Katakuras

THE HAPPINESS OF
THE KATAKURAS. 2001

Director: Takashi Miike

Reviewed by Paghat the Ratgirl



Takashi Miike is an inventive horror & gangster film director whose Visitor Q is the best, strangest, happy-go-lucky psycho killer film ever made. I've seen several of his films by now, mostly yakuza films full of violence but with no stars the equal of Beat Takeshi, & none of the others bowled me over like Visitor Q, but the majority have something good in them, & a few brush close to genius if only of a kitschy kind.

He really goes off on a tangent with The Happiness of the Katakuras, about a family that has invested in a failing bed & breakfast on the hinterland side of Mount Fuji, & the few almost-customers they ever get end up dead. But it's not a Japanese Motel Hell, it's just an unlucky family living under a curse -- all the while trying to keep a stiff upper lips & singing about it!

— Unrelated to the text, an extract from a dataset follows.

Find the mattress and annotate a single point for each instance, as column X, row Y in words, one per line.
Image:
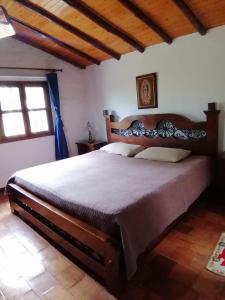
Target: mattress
column 134, row 198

It's a horror musical. The dance & song sequences are charming stuff. Exuberant rather than horrific, it was odd to see so many elements of a horror thriller given a joyful upbeat context. The final number is a congratulations-you're-going-to-die tune, a great summation to the film's if-life-gives-you-lemons attitude.

In Visitor Q we learn that the family who slays together stays together. Katakuras is much more innocent & naive, but it has the same attitude of family sticking together through thick or thin. This is not always Miike's theme by any means, as in Audition he just goes for visceral horror, but if one looks deep enough into even the most sociopathic gangsters of his yakuza films, there's some little evidence of the humor & hope manifest in Katakuras and his greatest film Visitor Q.